Soluzioni, tutte queste, che riportano al centro del dibattito le comunità locali e i tanti comitati in lotta come soggetti centrali e fondamentali dei processi decisionali, politici ed economici. Niente deleghe in bianco quindi, ma promozione di forme di autogoverno ed autogestione per la tutela del territorio e della salute.
VIDEO REPORT
Diverse le realtà presenti in lotta che si sono accodate dietro il grande striscione verde di apertura #DECIDIAMONOI. Il comitato di Donnici e poi quello di Celico, protagonista, quest’ultimo, di una intensa resistenza per difendere la Presile Cosentina dall’invasione dei rifiuti tal quali. Poi i comitati urbani cosentini di Castrolibero e Rende contro le megadiscariche ed il comitato contro la discarica di Pianopoli, il cuore del sistema rifiuti calabrese con 1milione e 300mila metri cubi di discarica ai quali probabilmente se ne aggiungeranno altri 850mila così come richiesti dalla Daneco dei Colucci (Francesco, uno dei fratelli, da cinque mesi agli arresti per l’inchiesta sulla bonifica del polo chimico di Pioltello-Rodano). Ancora Praia a Mare con il Comitato per le bonifiche dei terreni, dei fiumi e dei mari ed il Comitato contro la discarica di Cozzo Giani di Lago, il Comitato civico spontaneo per il “NO” alla piattaforma rifiuti di Bisignano ed il Comitato Territoriale Valle Crati Rifiuti Zero, il Comitato di Bucita ed il Movimento Terra, Aria, Acqua e Libertà di Crotone, il Comitato per la Difesa dei Beni Comuni di Acri e l’Associazione Il Riccio di Castrovillari, Il Csoa A. Cartella di Reggio Calabria ed il Comitato Prendocasa di Cosenza, il Lsa Assalto di Rende e il Collettivo Autonomo Altralamezia di Lamezia Terme, l’Ass. Le Lampare di Cariati e l’Ass. Il Brigante di Serra San Bruno e poi il Coordinamento Calabrese Acqua Pubblica “Bruno Arcuri”, il C.S.C. Nuvola Rossa di Villa San Giovanni, la Lipu di Cosenza e Ateneo Controverso, il RASPA di Alessandria del Carretto e poi tantissimi cittadini in un fiume colorato ed allegro di musica, striscioni e cartelli che rivendicavano giustizia contro i tanti scempi ambientali prodotti da venti anni di politiche liberiste in salsa calabrese.

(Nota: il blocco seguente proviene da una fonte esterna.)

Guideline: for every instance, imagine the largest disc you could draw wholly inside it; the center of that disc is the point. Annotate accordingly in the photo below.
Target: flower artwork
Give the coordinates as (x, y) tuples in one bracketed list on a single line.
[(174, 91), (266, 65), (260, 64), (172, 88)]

Gli interventi a pioggia arrivati a fine corteo, dal piccolo palco improvvisato con poche pedane in legno, hanno denunciato le connivenze del sistema politico regionale con la ‘ndrangheta che da tempo ha fiutato il mega affare miliardario del ciclo dei rifiuti, dell’occultamento di quelli pericolosi con affondamenti in mare e i sotterramenti disseminati lungo tutto il territorio regionale o addirittura utilizzandoli come materiali per l’edilizia pubblica e privata, condannando, di fatto, intere comunità a vivere e convivere con neoplasie ed altri mali.
È per questo che il Coordinamento Regionale dei Comitati ha chiesto, come primissimo atto politico, l’istituzione del Registro Tumori.
La Regione Calabria, però, è come un muro di gomma indifferente alle richieste che provengono dal basso e, seguendo l’ennesima falsa logica emergenziale, continua a proporre soluzioni che palesemente hanno come unico scopo quello di ingrossare le tasche dei soliti noti imprenditori che troppo spesso puzzano di ‘ndrangheta come la spazzatura che trattano.
Si punta quindi ancora una volta su discariche, inceneritori, trasferimento transfrontaliero dei rifiuti, ecoballe da stipare in capannoni dismessi ed incremento del 50% della produttività degli impianti di trattamento che vuol dire, in soldoni, incremento delle ore lavorative e dei turni di lavoro degli operai addetti al ciclo del trattamento.
Le soluzioni invece ci sono e dal corteo sono state scandite chiaramente: zero discariche, zero inceneritori; raccolta differenziata spinta “porta a porta” e promozione della Strategia “Rifiuti Zero”; una gestione pubblica e partecipata dalle comunità e dai lavoratori del settore.
Soluzioni, tutte queste, che riportano al centro del dibattito le comunità locali e i tanti comitati in lotta come soggetti centrali e fondamentali dei processi decisionali, politici ed economici. Niente deleghe in bianco quindi, ma promozione di forme di autogoverno ed autogestione per la tutela del territorio e della salute.